Chavismo, being a military-like movement led by a failed coupster, has very few mechanisms to defend itself politically against Rosales. One of them has been the launch of smearing campaigns whereby it seeks to portray Rosales as a Bush puppet, an ally of Pedro Carmona and an utterly corrupt politician as opposed to an immaculate, 'loving' Chavez. To their disgrace every Venezuelan knows Chavez's past and the intellectual dishonesty of such an ill contrived campaign is backfiring spectacularly. In fact outside radical circles of chavismo the whole country is just laughing at its hypocrisy. In addition the idea of dressing Chavez in blue to ask people to vote for him -again out of love- denotes chavismo's debasement. The whole country is covered with red propaganda that calls to defend 'the revolution' by violent means. As I have seen in Maracay and Valera there's no love between chavistas and opposition after 8 years of hate-mongering instilled by Hugo Chavez.

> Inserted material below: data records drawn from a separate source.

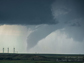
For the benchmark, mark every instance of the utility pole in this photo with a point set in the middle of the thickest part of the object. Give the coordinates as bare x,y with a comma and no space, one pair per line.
13,50
8,50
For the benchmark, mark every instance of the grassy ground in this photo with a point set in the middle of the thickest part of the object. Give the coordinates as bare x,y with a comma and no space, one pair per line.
25,61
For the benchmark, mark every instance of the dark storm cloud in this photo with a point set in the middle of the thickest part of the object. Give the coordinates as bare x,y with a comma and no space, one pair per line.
26,12
70,15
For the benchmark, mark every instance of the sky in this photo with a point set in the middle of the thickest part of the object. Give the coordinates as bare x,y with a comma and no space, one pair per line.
42,26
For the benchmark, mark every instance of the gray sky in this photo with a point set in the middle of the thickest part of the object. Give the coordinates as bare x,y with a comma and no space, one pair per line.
53,26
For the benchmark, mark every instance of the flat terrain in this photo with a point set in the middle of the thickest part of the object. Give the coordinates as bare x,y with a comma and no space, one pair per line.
41,58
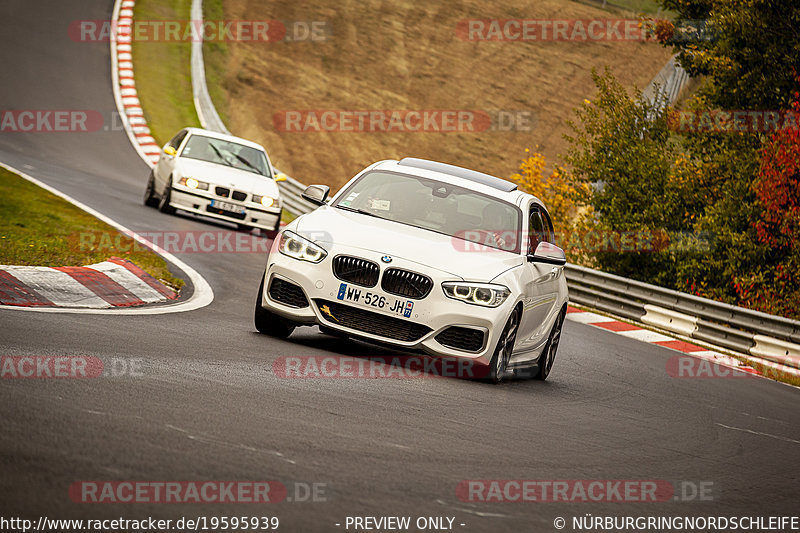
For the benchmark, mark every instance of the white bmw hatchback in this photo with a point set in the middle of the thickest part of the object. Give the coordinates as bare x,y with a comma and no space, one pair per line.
219,176
425,256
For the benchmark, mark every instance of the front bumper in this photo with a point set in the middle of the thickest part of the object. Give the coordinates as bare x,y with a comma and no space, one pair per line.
428,319
199,202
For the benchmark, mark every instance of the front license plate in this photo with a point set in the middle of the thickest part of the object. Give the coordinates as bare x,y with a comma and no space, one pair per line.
349,293
227,206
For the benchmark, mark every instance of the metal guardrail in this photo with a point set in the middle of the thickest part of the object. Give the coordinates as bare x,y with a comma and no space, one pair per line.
665,88
714,322
743,330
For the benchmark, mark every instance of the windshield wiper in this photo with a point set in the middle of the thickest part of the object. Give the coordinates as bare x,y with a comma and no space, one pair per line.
248,163
359,211
216,150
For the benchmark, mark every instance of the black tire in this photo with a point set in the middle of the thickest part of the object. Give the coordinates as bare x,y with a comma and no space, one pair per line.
269,323
551,349
150,199
505,345
166,197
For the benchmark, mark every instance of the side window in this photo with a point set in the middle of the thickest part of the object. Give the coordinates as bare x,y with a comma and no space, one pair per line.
178,139
548,227
535,229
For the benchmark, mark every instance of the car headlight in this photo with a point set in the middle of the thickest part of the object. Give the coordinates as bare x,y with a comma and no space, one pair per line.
485,294
193,183
298,247
266,201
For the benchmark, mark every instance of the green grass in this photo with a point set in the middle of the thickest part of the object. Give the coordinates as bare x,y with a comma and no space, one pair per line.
38,228
163,72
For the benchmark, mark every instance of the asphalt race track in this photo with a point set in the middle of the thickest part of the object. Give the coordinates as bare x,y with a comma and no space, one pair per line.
207,405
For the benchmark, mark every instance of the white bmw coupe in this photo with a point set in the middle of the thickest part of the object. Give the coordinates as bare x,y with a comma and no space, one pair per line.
425,256
219,176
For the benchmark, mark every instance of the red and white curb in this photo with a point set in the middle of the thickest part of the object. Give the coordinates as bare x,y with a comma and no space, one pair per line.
112,283
653,337
125,86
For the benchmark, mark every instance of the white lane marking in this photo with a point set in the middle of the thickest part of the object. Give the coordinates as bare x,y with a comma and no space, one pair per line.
589,318
130,281
645,335
203,293
744,430
58,287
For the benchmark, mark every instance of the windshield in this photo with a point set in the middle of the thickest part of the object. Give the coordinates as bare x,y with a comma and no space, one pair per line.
226,153
435,206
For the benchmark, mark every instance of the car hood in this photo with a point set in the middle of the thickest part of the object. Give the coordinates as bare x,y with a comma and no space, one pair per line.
228,177
328,225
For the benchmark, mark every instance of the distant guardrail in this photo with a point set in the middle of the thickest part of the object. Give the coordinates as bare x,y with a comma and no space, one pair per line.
743,330
668,84
769,337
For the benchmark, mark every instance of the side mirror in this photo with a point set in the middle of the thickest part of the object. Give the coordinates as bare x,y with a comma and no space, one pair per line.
548,253
316,194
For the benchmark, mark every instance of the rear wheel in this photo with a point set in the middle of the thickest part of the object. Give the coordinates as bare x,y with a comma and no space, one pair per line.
150,199
166,198
549,353
502,352
269,323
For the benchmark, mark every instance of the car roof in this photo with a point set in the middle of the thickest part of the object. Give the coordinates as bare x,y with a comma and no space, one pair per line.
463,177
224,137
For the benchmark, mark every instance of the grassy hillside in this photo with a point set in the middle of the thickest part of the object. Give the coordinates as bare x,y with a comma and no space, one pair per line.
406,55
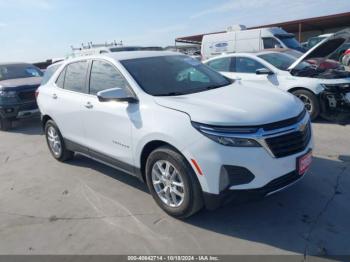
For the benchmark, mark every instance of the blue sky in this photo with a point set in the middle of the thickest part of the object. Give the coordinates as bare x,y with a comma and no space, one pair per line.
34,30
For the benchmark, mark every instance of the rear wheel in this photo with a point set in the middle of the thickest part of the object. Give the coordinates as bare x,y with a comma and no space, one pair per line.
310,101
5,124
172,183
56,143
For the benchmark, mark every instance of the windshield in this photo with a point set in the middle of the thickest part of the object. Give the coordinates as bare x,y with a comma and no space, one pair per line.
314,41
282,61
289,41
14,71
173,75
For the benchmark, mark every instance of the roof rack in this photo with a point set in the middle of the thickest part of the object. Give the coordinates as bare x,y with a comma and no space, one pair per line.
91,45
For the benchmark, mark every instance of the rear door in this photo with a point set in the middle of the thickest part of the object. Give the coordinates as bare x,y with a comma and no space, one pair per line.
68,99
108,125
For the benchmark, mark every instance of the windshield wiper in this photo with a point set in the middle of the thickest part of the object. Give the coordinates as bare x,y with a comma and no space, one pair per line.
215,86
171,94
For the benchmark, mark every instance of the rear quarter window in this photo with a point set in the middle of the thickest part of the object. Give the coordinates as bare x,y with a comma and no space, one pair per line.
48,73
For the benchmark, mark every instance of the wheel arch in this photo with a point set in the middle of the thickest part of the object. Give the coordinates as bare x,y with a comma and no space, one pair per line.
149,147
44,120
293,89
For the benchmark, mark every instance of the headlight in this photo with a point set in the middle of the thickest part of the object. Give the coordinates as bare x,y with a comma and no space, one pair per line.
7,94
228,136
334,87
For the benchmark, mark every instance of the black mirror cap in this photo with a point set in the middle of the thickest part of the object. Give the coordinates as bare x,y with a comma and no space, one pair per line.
263,71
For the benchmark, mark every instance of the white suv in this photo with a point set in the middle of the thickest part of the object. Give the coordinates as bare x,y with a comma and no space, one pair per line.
195,137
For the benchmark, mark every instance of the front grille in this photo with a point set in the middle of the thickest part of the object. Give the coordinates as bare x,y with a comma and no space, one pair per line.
27,95
290,143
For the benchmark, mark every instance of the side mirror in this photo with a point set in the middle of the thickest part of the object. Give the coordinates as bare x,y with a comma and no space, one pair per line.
278,46
263,71
116,94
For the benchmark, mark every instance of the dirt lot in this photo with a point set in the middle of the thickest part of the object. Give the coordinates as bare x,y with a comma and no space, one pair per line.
84,207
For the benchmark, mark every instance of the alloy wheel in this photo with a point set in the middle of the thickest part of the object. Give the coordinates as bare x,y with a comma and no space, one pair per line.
167,183
54,141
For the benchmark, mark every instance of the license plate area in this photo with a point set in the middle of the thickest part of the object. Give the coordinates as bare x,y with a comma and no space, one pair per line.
304,163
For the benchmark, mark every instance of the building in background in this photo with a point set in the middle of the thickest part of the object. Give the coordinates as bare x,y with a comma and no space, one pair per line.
302,28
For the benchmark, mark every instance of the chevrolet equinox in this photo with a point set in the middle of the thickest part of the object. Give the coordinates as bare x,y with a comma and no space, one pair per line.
195,137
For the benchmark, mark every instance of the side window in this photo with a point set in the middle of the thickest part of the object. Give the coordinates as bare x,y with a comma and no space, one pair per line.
105,76
247,65
76,76
221,64
270,42
49,72
60,79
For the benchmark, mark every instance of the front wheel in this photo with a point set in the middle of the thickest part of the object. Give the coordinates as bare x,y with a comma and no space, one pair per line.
56,143
173,183
310,101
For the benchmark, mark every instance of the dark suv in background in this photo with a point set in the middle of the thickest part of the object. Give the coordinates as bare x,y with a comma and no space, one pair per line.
18,83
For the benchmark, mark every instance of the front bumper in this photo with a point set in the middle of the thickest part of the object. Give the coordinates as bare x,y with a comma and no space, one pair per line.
19,111
335,104
213,201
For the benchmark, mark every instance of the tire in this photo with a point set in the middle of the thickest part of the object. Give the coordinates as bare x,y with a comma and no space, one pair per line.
182,173
310,101
53,135
5,124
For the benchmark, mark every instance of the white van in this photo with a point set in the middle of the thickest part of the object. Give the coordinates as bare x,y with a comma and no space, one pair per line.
237,39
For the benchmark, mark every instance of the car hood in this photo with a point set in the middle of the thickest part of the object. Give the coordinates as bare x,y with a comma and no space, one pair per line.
324,48
14,84
236,105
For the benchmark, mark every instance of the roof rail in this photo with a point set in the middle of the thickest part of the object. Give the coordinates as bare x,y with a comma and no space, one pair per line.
91,45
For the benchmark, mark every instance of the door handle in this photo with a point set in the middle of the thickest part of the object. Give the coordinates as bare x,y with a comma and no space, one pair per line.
88,105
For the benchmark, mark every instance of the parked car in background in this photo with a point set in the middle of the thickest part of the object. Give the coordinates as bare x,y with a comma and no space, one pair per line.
50,71
252,40
346,58
18,83
323,91
312,41
191,134
318,62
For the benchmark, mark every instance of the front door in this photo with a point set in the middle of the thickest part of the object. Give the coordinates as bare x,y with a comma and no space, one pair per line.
108,125
67,101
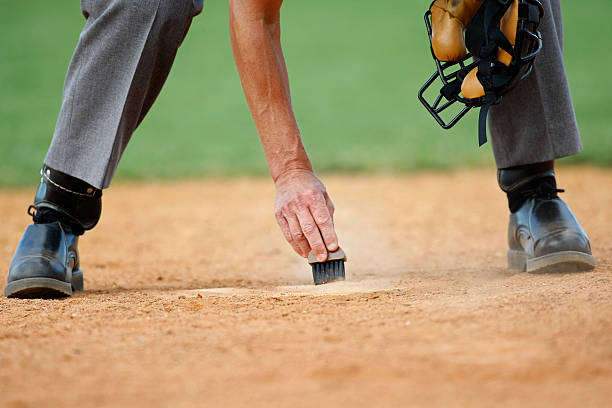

Then there's the marked difference in the public administration performances of the two men. Awash in petrocash Chavez has failed where Rosales has succeeded with budgets that pale in comparison. Rosales maintains that he has kept his word and exceeded delivering solutions, in stark contrast with Chavez who, for instance, said upon being sworn in that he would change his name if in one year he did not rescue from misery and abandonement Venezuela's street children.

I have no doubts that Chavez will lose the election. Beyond Rosales' track record and hands on approach people in this country are just fed up with Chavez's poisonous attitude. Venezuelans are a peaceful people and no amount of official vitriol will change that. Chavez's first electoral victory was the result of the sheer disgust that Venezuelans had towards the old corrupt and inefficient establishment. 8 years have come to pass, Hugo Chavez is the embodiment of the old establishment, however it is his constant hatred-mongering that will cost him dearly.